The Case For More California Biodiesel Production

BY JOE GERSHEN

Originally Published in The Jacobsen on May 23, 2016
California Biodiesel Industry Commentary

Is there a case to be made to build more in-state biodiesel production in California? After all, with 1.3 Bgpy of unutilized production capacity nationally, and California’s own existing production capacity at only about a 50% utilization rate, why would anyone build a new plant or expand an existing plant in the Golden State?
Here’s why:

The Low Carbon Fuel Standard (LCFS) is driving demand for all low carbon fuels in California and as a result the demand for biodiesel is greater here than practically anywhere else on earth. Carbon values created by the LCFS are incentivizing biodiesel producers all over the planet to send their fuel to California markets, but the truth is that in-state bio-refiners have a logistical edge over importers.

It’s also true that the cost of doing anything is more expensive in California than anywhere else, so in-state producers have an economic disadvantage, and dis-incentive, to build plants and produce biodiesel in the state.

But given the commitment to LCFS shown by the governor, legislators and regulators, I believe an investment in production infrastructure in California is a smart bet, although certainly not without risk.

As I mentioned in an earlier article, storage and blending infrastructure at bulk terminals and racks in California is sadly lacking. But that creates an advantage for local producers, especially those with extra storage. There is an inherent logistical advantage that local producers have versus importers. There is also a preference among many obligated parties and other blenders to use locally produced fuel whenever possible, primarily because of that logistical advantage.

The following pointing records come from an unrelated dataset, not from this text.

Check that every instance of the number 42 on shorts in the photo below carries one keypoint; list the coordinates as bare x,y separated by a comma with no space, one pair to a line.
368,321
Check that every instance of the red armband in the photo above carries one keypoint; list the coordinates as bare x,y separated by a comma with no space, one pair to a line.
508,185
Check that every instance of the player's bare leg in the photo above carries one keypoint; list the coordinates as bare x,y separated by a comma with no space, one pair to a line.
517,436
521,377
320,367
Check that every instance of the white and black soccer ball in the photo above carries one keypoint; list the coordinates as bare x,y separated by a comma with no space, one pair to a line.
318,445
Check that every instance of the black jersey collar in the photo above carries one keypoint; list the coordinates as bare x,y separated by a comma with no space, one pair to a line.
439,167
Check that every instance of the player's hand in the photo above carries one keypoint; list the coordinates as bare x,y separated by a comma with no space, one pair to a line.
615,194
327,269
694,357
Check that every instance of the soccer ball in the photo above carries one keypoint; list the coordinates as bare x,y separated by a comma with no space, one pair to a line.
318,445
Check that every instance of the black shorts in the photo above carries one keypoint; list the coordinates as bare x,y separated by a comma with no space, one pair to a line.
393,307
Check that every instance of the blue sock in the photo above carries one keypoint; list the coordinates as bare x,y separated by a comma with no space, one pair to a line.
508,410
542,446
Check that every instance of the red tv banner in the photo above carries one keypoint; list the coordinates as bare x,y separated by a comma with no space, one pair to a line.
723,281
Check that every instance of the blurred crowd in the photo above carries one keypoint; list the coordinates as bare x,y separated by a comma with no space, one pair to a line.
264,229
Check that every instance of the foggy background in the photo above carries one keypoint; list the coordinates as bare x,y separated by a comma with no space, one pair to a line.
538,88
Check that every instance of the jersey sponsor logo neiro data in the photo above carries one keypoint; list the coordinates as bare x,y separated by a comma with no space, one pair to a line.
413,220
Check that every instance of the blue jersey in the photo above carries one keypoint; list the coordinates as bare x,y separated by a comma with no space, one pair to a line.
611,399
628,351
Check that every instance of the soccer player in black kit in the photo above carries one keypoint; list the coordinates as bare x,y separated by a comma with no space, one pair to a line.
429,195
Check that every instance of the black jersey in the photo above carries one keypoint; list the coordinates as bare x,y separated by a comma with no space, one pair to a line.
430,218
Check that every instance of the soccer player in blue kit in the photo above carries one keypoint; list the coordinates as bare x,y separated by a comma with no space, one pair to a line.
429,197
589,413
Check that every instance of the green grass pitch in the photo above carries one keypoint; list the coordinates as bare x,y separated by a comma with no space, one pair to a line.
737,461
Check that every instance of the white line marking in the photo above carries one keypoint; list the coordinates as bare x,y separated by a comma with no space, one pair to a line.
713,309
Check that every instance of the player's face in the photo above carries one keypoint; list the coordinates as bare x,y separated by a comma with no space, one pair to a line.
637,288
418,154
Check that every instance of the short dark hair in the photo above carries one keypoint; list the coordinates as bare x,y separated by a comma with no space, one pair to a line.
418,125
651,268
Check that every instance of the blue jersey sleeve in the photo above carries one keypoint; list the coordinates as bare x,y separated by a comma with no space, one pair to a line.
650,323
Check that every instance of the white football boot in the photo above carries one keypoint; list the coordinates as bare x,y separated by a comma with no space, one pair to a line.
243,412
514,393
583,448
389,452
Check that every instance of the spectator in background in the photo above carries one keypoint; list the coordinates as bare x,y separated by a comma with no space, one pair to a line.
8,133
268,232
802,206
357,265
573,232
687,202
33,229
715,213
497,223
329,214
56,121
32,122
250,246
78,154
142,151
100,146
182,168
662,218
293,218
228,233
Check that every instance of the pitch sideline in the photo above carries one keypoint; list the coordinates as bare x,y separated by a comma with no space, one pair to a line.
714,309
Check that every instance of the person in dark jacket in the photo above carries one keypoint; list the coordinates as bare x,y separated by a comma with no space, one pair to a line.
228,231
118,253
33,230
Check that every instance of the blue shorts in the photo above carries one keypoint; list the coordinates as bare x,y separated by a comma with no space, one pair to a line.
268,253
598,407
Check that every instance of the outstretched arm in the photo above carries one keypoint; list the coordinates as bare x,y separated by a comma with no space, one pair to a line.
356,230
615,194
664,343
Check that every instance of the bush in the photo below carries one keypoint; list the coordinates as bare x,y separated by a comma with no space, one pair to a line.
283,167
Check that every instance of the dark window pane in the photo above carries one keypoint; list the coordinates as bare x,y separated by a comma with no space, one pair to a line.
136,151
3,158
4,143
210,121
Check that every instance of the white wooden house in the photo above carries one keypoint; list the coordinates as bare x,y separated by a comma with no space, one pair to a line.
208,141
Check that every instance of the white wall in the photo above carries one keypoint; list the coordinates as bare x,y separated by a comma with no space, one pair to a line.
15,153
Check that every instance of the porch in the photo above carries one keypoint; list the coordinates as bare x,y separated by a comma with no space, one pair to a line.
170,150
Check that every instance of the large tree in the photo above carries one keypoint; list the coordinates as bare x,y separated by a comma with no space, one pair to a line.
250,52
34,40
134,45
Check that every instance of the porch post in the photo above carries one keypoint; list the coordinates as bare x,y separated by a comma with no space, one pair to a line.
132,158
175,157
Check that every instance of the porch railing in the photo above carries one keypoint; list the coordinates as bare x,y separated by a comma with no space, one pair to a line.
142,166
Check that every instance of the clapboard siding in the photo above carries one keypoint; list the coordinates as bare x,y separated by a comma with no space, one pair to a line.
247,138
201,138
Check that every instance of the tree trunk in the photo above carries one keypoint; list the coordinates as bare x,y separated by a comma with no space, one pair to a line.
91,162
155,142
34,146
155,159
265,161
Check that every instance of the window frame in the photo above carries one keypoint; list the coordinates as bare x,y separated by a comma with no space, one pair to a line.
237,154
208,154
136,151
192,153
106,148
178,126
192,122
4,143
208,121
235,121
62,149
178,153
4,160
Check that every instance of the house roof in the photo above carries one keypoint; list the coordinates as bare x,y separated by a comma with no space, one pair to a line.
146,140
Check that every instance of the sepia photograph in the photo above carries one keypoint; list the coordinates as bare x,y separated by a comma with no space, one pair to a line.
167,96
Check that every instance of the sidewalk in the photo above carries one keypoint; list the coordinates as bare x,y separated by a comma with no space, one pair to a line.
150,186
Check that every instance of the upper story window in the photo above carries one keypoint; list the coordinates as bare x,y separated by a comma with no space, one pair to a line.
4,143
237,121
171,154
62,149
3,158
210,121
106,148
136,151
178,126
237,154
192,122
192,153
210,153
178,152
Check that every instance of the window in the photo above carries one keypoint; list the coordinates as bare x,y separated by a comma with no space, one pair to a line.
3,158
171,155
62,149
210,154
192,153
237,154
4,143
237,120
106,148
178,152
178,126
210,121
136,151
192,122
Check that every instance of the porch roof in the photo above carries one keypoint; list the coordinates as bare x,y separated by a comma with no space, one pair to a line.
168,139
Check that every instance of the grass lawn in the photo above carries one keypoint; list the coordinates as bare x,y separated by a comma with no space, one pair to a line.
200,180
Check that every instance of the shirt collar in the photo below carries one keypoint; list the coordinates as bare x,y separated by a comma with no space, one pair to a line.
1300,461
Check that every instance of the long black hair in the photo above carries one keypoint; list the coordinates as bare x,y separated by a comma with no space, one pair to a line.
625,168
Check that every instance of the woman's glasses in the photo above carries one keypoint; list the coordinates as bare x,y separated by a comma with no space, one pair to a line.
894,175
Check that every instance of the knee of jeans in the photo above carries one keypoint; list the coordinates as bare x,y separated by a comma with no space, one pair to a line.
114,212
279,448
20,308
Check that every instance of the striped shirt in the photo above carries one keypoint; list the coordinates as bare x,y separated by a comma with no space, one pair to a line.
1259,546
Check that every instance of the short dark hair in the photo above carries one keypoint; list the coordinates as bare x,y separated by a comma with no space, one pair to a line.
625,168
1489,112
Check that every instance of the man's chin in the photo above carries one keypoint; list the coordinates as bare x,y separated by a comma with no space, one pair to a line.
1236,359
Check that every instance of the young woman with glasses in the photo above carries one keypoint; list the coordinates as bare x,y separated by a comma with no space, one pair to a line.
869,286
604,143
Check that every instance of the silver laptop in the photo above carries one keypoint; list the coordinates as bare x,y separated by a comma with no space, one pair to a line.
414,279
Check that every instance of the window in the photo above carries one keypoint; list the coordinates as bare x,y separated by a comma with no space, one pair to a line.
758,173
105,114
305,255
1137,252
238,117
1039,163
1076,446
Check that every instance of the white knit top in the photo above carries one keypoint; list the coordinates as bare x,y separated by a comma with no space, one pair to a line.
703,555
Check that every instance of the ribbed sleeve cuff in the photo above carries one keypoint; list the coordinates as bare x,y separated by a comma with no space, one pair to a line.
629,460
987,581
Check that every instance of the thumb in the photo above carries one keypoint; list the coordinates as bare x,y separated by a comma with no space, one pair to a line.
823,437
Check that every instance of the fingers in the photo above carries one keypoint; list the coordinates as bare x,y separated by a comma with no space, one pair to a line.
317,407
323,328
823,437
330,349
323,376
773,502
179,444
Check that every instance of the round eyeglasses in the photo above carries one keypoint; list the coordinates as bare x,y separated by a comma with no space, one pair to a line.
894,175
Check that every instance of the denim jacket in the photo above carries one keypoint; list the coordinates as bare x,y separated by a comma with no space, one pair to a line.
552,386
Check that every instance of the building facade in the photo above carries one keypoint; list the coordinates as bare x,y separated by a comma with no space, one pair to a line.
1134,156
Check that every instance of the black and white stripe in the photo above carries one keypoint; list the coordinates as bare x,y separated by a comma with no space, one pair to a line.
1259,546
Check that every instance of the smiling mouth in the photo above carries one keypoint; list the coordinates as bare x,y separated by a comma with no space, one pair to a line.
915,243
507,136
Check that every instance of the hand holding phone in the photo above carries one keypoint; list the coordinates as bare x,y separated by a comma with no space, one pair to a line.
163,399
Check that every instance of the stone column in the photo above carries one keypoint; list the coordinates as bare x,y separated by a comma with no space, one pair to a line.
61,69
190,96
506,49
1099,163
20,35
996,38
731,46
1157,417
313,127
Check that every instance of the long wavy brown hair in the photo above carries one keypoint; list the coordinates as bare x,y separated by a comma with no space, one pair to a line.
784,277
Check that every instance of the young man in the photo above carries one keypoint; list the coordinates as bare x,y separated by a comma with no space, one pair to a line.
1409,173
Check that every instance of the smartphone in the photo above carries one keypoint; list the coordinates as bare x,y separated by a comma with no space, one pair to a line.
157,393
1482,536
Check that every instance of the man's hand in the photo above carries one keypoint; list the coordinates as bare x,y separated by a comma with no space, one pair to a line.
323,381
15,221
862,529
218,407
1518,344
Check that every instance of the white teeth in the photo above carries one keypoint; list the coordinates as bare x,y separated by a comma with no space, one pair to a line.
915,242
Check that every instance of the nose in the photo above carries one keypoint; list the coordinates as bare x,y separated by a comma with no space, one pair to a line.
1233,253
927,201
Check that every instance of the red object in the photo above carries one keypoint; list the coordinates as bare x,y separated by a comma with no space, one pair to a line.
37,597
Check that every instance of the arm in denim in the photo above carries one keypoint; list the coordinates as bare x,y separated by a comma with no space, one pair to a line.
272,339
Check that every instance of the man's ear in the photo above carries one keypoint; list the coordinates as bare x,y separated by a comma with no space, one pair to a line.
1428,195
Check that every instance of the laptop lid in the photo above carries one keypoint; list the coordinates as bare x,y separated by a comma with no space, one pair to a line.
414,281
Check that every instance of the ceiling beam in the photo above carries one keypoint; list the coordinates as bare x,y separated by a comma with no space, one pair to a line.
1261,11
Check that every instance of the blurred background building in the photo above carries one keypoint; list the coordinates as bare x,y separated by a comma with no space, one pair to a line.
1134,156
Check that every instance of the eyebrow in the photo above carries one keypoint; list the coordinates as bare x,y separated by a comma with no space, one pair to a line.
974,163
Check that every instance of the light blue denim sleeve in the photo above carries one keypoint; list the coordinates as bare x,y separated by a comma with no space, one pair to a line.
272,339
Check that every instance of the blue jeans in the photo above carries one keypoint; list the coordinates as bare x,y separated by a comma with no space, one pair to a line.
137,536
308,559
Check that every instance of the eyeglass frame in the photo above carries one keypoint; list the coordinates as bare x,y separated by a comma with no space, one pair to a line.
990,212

The state has a vested interest in seeing local production thrive. Jobs, tax revenues, secondary and tertiary economic benefits are all positively impacted when local industry thrives. A rising tide raises all boats!

We can certainly argue about how the state will meet its LCFS targets between now and 2020 (and beyond), but the fact is that we all know that demand will be ratcheting upward, and quickly. And the most realistic near-term solution is the expansion of low carbon diesel substitutes – Biodiesel and Renewable Hydrocarbon Diesel (RHD). From a sustainability and logistical perspective, and considering the state’s and blenders’ preference for local production, building or expanding in-state biodiesel production would appear to make a lot of sense, especially if projects are managed by professional and experienced companies with successful track records and efficient technologies. The market has matured and is becoming much more efficient.

What about RHD production in the state? AltAir’s plant in Paramount is up and running. Other plants are very likely in the planning stages, although have yet to prove themselves. But the cap-ex costs for RHD production are several orders of magnitude greater than for biodiesel production. Not to mention California permitting requirements which are still prohibitive. I fully expect to see more RHD bio-refineries come on line in the state for the same reasons that in-state biodiesel production makes sense: local and logistical advantage and preference. But cap-ex costs and permitting requirements present significant barriers to entry. Biodiesel simply offers a quicker and cheaper bang for the buck.

The primary risk, and it’s non-trivial, is whether government support will remain in place for long enough to allow investors to recoup their investments, make some profit and give these businesses a chance to become sustainable enterprises. These ventures are not for the feint of heart but they are laying an important foundation for the emerging carbon economy.